Restore the Damage from the Border Wall!
The 2,000-mile U.S./Mexico border stretches from the Pacific Ocean to the Gulf of Mexico. It passes through biologically rich and culturally diverse areas, including national parks and monuments, wildlife refuges, and sacred indigenous lands on both side of the border, now scarred or destroyed by border wall construction.
Broads has joined with a coalition of organizations calling on the White House to immediately cancel all border wall contracts and use remaining funds to restore fragile ecosystems, mitigate damage, and take down the border wall.

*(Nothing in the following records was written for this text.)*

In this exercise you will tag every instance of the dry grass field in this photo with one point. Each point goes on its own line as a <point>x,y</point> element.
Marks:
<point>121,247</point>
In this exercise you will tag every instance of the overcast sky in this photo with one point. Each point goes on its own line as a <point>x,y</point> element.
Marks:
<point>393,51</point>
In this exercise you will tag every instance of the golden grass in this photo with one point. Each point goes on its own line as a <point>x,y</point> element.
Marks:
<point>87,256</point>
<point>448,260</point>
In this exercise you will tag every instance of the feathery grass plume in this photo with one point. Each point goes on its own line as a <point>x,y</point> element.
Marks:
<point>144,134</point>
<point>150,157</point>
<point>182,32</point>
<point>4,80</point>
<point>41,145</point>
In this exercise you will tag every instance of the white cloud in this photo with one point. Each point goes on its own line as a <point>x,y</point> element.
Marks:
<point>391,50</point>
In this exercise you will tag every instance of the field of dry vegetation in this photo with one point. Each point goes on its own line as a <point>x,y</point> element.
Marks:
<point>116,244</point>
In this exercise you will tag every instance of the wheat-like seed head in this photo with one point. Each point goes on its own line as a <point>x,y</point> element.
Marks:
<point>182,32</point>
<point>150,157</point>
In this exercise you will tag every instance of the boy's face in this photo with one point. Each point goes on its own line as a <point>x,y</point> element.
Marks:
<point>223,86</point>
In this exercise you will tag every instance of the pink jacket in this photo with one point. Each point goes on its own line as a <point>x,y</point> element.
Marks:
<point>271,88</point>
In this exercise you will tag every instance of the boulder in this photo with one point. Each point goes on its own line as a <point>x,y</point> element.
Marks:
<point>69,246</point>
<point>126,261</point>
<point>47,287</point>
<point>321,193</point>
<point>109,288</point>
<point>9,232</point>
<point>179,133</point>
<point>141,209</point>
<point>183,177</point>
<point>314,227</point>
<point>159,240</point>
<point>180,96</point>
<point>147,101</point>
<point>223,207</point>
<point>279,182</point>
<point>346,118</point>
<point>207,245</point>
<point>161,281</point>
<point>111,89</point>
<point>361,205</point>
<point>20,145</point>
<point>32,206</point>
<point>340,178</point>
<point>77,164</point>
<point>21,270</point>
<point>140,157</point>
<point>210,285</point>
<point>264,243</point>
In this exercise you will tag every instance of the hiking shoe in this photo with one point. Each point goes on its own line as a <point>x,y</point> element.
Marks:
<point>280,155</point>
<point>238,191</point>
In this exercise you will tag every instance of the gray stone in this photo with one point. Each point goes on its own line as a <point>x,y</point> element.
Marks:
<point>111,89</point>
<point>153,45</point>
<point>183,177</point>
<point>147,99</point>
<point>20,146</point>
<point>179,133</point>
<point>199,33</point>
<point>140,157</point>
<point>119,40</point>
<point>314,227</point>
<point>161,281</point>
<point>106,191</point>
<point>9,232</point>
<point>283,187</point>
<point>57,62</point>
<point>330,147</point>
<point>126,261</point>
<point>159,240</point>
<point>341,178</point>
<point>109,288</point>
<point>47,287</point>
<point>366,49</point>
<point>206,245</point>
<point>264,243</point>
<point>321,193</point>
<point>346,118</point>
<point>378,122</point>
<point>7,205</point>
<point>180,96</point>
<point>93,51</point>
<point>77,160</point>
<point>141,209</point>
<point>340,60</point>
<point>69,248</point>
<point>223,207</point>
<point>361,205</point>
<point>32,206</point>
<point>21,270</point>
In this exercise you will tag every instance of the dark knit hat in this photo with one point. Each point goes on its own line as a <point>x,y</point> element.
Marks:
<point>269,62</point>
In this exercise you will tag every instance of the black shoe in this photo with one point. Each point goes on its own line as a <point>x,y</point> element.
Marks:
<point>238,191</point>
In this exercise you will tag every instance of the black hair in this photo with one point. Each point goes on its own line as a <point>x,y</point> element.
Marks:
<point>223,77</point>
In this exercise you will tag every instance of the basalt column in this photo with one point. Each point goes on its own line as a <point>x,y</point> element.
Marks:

The coalition has listed priority wall segments for removal, focused immediately on those that stop wildlife movement and hamper water flows, as well as lighting infrastructure that impacts wildlife behavior, dark skies, and border communities. Some key areas include:
- California’s Jacumba Wilderness and its endangered Peninsular bighorn sheep
- Organ Pipe Cactus National Monument’s rare and culturally-significant Quitobaquito Springs area
- Rugged passes in Arizona’s Sky Islands that serve as the best remaining corridors for jaguars and other wildlife between the U.S and Mexico
- Areas rich for birds and federally endangered ocelots and jaguarundi in Texas’ Lower Rio Grande Valley
We support rescinding the waivers of 84 federal laws and statutes that would have protected the environment, indigenous rights, and more, to restore equal protection to the borderlands.